Durable fear memories require PSD-95.

2015 
Traumatic fear memories are highly durable but also dynamic, undergoing repeated reactivation and rehearsal over time. While overly persistent fear memories underlie anxiety disorders such as posttraumatic stress disorder, the key neural and molecular mechanisms underlying fear memory durability remain unclear. Post-synaptic density 95 (PSD-95) is a synaptic protein regulating glutamate receptor anchoring, synaptic stability and certain types of memory. Employing a loss-of-function mutant mouse lacking the guanylate kinase domain of PSD-95 (PSD-95GK), we analyzed the contribution of PSD-95 to fear memory formation and retrieval, and sought to identify the neural basis of PSD-95-mediated memory maintenance using ex vivo immediate-early gene mapping, in vivo neuronal recordings and viral-mediated knockdown approaches.
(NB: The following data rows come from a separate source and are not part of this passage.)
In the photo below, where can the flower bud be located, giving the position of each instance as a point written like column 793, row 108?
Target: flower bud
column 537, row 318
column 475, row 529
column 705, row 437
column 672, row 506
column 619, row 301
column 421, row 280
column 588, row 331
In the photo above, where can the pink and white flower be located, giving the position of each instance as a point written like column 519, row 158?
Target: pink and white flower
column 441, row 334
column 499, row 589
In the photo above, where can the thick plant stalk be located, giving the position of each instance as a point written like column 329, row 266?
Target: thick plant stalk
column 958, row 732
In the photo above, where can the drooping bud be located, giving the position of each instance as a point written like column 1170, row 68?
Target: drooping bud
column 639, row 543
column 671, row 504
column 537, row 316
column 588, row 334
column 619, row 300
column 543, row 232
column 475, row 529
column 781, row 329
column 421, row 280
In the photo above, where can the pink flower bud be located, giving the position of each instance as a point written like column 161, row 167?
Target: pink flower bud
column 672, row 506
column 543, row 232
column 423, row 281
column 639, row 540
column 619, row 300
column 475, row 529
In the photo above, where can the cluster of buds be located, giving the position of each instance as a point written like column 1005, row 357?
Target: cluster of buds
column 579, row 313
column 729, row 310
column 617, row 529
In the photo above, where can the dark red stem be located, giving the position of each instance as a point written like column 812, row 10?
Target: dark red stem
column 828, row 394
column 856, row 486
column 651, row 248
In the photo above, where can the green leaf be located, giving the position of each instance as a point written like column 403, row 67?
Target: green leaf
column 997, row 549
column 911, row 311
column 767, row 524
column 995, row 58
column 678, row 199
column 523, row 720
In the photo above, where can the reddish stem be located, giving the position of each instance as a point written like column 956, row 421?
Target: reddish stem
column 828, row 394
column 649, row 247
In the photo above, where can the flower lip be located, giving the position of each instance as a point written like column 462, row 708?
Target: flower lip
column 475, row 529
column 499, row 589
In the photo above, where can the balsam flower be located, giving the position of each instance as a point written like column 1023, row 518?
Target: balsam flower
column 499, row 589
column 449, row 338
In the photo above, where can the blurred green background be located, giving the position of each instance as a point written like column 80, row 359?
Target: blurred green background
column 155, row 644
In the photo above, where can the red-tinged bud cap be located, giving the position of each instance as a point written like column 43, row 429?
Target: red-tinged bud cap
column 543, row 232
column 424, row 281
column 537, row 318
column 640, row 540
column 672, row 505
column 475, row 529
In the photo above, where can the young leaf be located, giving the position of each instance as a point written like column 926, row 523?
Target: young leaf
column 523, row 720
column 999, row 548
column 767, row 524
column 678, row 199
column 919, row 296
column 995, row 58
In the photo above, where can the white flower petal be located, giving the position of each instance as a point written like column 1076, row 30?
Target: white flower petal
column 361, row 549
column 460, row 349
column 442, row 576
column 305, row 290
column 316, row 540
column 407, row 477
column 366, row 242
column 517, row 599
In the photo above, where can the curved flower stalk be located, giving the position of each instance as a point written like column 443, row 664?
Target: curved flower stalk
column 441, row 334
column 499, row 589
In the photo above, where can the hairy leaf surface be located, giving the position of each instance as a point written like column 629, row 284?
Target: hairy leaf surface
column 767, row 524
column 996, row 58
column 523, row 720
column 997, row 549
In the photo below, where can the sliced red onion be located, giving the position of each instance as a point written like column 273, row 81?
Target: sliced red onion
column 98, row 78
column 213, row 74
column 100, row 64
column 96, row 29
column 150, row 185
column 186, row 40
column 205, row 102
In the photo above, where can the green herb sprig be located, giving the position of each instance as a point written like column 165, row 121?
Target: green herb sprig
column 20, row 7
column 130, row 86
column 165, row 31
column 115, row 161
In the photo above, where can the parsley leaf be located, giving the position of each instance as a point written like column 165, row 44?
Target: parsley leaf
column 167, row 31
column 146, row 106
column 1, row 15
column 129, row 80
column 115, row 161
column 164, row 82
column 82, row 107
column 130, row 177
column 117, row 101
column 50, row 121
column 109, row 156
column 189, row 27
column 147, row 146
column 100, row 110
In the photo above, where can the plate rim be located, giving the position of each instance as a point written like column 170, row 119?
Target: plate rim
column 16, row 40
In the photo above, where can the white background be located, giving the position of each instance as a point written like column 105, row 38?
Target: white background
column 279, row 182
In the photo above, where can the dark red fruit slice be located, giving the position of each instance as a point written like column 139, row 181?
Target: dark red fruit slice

We show that PSD-95 is dispensable for the formation and expression of recent fear memories, but essential for the formation of precise and flexible fear memories and for the maintenance of memories at remote time points. The failure of PSD-95GK mice to retrieve remote cued fear memories was associated with hypoactivation of the infralimbic cortex (IL) (not anterior cingulate (ACC) or prelimbic cortex), reduced IL single-unit firing and bursting, and attenuated IL gamma and theta oscillations. Adeno-associated PSD-95 virus-mediated knockdown in the IL, not ACC, was sufficient to impair recent fear extinction and remote fear memory, and remodel IL dendritic spines. Collectively, these data identify PSD-95 in the IL as a critical mechanism supporting the durability of fear memories over time. These preclinical findings have implications for developing novel approaches to treating trauma-based anxiety disorders that target the weakening of overly persistent fear memories.